# Y, ya puestos, me quedo a vivir...



## mh1

In einem Dialog zwischen einer Angestellten der Metro und einem Kunde sagt der Kunde zum Schluss:

¡Qué graciosa está usted! Y, ya puestos, me quedo a vivir en el metro...

Was bedeutet "ya puestos" hier, ist "puestos" der Plural des Substantives "puesto" (Posten, Platz, Stelle) oder der Plural des Partizips "puesto" von "poner"? Aber wenn es das Partizip ist, warum benutzt der einzelne Mann dann den Plural "puestos"?

Der Kontext des Dialoges ist (der Mann will zum Flughafen, aber die direkte Linie ist gesperrt, er erhält den Rat):
- Coja la línea tres hasta Moncloa. Allí haga trasbordo a la línea seis hasta Nuevos Ministerios. Desde ahí coja la ocho que va al aeropuerto. Tardará una hora.
- ¡Qué graciosa está usted! Y, ya puestos, me quedo a vivir en el metro...


----------



## ayuda?

- ¡Qué graciosa está usted! Y, ya puestos, me quedo a vivir en el metro...

Pues, que sepa yo, esto quiere decir que todavía/ya hay más paradas/estaciones de metro que le quedan por delante.

Das heißt, die U-Bahnfahrt ist bloß nur teilweise erledigt und er weiß, dass  wenigstens mehere U-Bahnhaltestellen immer noch vor ihm liegen. Der glaubt, der könnte dabei möglicherweise sein ganzes Leben im Meto verbringen.

Para mí, puesto es como decir lugar/Stelle.


----------



## osa_menor

_Ya puestos_ steht im Wörterbuch von WR, allerdings mit der englischen Übersetzung.
Als Synonym ist noch angegeben: "_ya que estamos_". In's Deutsche übertragen heißt es soviel wie "_wenn wir einmal dabei sind_" oder "_bei der Gelegenheit_".
Meiner Meinung nach handelt es sich um das Partizip von _poner_.


----------



## Tonerl

Ich möchte Osas Beitrag ergänzen und mit zwei Beispielen dokumentieren:

*wenn man schon dabei ist*
*wenn wir schon dabei sind*
*da wir schon dabei sind *
ya puestos...
*wo wir gerade so schön beim Thema sind..*.
y ya puestos con el tema... 


*Hier noch etwas, was ich gefunden habe:*
Die Rücknahme gefährlicher Produkte*, *die bereits in den Handel gebracht wurden
la retirada de productos peligrosos *ya puestos* *en* el mercado 

Erfahrungsaustausch über bereits in die Praxis umgesetzte Projekte 
experiencia adquirida a través de los proyectos turísticos *ya puestos* *en* práctica 

Vielleicht hilft das ein wenig auf die Sprünge !?


----------



## mh1

Danke für die Antworten, insbesondere natürlich an Osa für das Auffinden einer Übersetzung des Ausdruckes "ya puestos", denn leider bietet weder Pons noch Leo noch Langenscheidt dafür eine Übersetzung im Spanisch-Deutsch-Wörterbuch.


----------



## kunvla

mh1 said:


> Danke für die Antworten, insbesondere natürlich an Osa für das Auffinden einer Übersetzung des Ausdruckes "ya puestos", denn leider bietet weder Pons noch Leo noch Langenscheidt dafür eine Übersetzung im Spanisch-Deutsch-Wörterbuch.
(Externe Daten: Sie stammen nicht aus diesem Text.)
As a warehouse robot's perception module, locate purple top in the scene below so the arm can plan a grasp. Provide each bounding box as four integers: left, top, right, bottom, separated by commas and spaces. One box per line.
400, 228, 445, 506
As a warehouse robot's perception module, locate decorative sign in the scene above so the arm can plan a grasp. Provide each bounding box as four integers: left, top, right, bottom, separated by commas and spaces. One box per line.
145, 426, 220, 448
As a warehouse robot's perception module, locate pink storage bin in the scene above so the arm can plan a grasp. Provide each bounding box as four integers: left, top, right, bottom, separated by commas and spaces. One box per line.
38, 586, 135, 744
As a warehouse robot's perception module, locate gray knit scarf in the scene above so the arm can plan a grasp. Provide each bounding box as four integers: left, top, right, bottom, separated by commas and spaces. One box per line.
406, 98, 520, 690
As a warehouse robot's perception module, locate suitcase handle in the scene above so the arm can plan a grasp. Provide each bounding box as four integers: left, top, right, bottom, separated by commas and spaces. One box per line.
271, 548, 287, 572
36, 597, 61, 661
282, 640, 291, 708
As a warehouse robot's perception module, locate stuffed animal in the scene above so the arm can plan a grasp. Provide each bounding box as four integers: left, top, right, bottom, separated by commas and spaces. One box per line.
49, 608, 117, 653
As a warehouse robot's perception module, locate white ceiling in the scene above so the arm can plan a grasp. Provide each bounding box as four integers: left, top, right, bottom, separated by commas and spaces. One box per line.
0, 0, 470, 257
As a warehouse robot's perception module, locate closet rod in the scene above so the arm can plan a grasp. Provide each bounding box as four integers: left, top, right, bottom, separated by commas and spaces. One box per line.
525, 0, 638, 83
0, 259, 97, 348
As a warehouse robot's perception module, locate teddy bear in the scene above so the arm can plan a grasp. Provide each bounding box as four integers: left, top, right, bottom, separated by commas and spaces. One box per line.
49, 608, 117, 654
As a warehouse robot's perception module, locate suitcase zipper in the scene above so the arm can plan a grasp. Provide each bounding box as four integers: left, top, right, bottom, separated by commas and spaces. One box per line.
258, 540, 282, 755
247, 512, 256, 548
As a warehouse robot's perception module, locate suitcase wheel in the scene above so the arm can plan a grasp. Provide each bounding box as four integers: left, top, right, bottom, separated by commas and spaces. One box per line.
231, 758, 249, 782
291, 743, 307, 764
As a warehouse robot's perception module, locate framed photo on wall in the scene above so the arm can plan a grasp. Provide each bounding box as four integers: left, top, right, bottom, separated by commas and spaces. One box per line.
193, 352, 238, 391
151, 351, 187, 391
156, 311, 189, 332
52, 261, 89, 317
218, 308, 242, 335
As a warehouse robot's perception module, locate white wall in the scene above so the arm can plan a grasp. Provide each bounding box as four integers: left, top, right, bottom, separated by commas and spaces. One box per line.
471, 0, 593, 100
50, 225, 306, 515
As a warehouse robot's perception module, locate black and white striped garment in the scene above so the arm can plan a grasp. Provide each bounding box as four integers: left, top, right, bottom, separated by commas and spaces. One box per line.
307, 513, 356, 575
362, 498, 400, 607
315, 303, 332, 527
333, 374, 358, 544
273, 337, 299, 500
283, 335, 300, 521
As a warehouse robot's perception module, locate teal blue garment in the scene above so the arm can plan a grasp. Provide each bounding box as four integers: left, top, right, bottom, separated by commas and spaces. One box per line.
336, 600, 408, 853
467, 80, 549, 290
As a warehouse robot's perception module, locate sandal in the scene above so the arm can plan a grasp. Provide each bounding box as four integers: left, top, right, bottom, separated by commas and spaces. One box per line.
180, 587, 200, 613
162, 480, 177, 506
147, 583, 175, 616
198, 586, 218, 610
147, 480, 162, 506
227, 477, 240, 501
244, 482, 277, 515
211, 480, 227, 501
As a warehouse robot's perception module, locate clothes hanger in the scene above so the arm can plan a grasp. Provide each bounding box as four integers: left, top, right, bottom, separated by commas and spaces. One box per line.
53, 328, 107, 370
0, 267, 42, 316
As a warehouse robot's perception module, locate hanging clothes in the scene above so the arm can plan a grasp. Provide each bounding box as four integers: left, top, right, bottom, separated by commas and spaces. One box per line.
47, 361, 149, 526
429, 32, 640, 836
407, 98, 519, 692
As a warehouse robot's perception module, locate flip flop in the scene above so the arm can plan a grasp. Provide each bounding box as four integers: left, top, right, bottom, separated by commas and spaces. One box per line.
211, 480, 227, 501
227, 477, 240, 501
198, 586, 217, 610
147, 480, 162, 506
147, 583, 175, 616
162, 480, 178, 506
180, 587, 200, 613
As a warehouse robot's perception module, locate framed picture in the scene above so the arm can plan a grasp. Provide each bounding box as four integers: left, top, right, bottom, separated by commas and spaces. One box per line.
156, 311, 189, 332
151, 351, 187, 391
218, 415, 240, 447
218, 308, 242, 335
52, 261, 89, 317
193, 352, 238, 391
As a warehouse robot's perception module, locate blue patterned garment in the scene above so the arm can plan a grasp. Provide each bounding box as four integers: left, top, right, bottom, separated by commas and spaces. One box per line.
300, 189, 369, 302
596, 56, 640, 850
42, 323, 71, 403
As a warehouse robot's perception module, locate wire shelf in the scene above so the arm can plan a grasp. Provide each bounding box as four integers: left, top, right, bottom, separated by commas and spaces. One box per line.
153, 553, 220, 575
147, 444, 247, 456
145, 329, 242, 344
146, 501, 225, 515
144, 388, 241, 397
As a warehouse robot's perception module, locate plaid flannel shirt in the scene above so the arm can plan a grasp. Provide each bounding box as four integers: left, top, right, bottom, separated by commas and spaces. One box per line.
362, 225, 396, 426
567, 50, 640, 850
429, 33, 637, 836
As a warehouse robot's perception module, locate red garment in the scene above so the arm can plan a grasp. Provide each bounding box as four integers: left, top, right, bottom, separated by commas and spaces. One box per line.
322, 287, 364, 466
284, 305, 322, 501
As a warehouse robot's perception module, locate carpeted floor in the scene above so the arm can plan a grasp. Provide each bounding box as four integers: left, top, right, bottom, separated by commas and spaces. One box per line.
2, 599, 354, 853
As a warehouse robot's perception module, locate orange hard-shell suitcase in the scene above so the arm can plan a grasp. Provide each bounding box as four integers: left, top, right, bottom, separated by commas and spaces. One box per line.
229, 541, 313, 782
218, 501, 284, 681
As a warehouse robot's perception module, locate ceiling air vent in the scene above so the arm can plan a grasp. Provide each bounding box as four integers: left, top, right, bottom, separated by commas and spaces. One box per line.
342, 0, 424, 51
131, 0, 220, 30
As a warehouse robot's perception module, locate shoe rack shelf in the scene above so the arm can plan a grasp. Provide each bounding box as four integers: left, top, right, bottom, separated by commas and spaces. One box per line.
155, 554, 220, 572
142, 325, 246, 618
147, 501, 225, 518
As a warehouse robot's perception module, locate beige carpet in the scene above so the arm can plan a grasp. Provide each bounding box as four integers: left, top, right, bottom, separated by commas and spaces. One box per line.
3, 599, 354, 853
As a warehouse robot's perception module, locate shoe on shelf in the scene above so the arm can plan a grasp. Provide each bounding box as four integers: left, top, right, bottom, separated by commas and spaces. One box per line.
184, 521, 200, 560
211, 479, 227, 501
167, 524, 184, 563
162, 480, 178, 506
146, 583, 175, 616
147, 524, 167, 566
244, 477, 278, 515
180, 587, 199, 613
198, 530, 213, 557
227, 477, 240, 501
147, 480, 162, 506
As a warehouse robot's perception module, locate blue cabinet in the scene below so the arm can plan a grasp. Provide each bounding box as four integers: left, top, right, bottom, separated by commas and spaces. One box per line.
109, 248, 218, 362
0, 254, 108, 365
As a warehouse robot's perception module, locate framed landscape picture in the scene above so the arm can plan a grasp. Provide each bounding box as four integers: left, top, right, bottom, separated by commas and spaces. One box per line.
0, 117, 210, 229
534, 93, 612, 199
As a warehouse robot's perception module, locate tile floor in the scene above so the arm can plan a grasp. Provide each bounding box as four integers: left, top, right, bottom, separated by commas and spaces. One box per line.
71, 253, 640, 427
Wenn man ins LEO-WB "ya puestos" eingibt und danach nach unten scrollt, kriegt man den Titel "ya puestos" zu sehen, in dem Folgendes steht: *ya puestos*


> Ya puestos... ist sinngemäss "wenn wir schonmal dabei sind", dann ...
> 
> oder auch "wo wir grad dabei sind, ich würde gern..."


Saludos,


----------



## anipo

Tonerl said:


> Ich möchte Osas Beitrag ergänzen und mit zwei Beispielen dokumentieren:
> 
> *Hier noch etwas, was ich gefunden habe:*
> Die Rücknahme gefährlicher Produkte*, *die bereits in den Handel gebracht wurden
> la retirada de productos peligrosos *ya puestos* *en* el mercado
> 
> Erfahrungsaustausch über bereits in die Praxis umgesetzte Projekte
> experiencia adquirida a través de los proyectos turísticos *ya puestos* *en* práctica
> 
> Vielleicht hilft das ein wenig auf die Sprünge !?



Estas frases no tienen relación con el "ya puestos" que significa "ya que estamos".
Aquí el concepto es "poner en práctica" o "poner en el mercado".
La palabra "ya" solo modifica la oración en el sentido temporal y no es imprescindible . Puedo decir "El producto ya está puesto en el mercado" o "El producto está puesto en el mercado" o
"El producto será puesto en el mercado", etc.
En cambio, en el "ya puestos" de la pregunta original el "ya" es imprescindible para dar el significado de "ya que estamos" o  "wenn wir schonmal dabei sind".

Saludos.


----------